Monitoramento passa para o Igam
O Instituto Mineiro de Gestão de Águas (Igam) vai assumir todas as ações de monitoramento do Rio Paraopeba. Os serviços também abrangem o São Francisco. A Vale vai arcar com a contratação de auditoria técnica independente e dos custos dos serviços, em um prazo de 10 anos.
A transferência ocorre depois de a Vale firmar um termo de compromisso como Ministério Público de Minas Gerais (MPMG). O acordo prevê, ainda, que a auditoria atue no acompanhamento do plano de monitoramento da qualidade das águas subterrâneas e do programa de distribuição de água potável para comunidades impactadas pelo rompimento da barragem.
Desde janeiro deste ano, quando aconteceu a tragédia em Brumadinho, a captação direta de água no Rio Paraopeba está proibida como medida preventiva. “Não existe restrição para captação de água subterrânea para quem está a mais de 100 metros da margem do rio. O uso da água nos trechos que estão antes do município de Brumadinho e depois da Usina de Retiro Baixo está liberado para os mais diversos fins e não existe nenhuma restrição pelos órgãos públicos”, informou a Vale.
Qualidade da água Atualmente, estão sendo monitorados 90 pontos, em uma área de aproximadamente 2,6 mil quilômetros de extensão.

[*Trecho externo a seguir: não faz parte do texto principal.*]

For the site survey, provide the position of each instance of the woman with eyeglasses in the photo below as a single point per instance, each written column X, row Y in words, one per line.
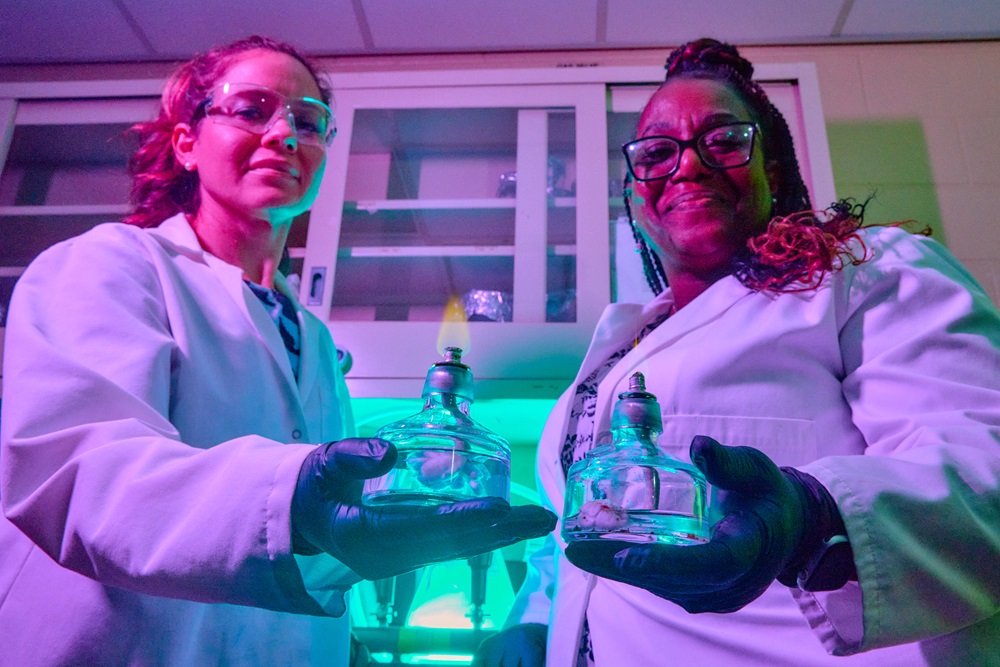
column 165, row 499
column 838, row 385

Nesse trecho, estão incluídos o Ribeirão Ferro-Carvão, o Rio Paraopeba, 10 de seus afluentes e o São Francisco até sua foz no Oceano Atlântico. Também estão sendo usadas 16 sondas paramétricas, que viabilizam, por meio de telemetria, a leitura remota de parâmetros físicos e químicos da água, de hora em hora, aumentando a eficiência das informações.
“Até o momento, já foram realizadas cerca de quatro milhões de análises de água, solo e sedimentos em mais de 31 mil amostras. Esse trabalho analisa diversos parâmetros, como a presença de metais na água, pH e turbidez. Os testes realizados durante o período de estiagem indicaram uma atenuação das concentrações dos elementos analisados, resultando em maior enquadramento aos níveis permitidos pela legislação.
Os estudos serão continuados durante o período das chuvas. O trabalho é conduzido por dois laboratórios especializados independentes e envolve aproximadamente 250 profissionais”, informou a mineradora.
Ainda de acordo com informações da Vale, as análises feitas por técnicos contratados pela empresa e do Igam mostram que a pluma de sedimentos que vazou da B1 parou no reservatório da Usina de Retiro Baixo, no município de Pompéu (MG), onde chegou somente o material mais fino.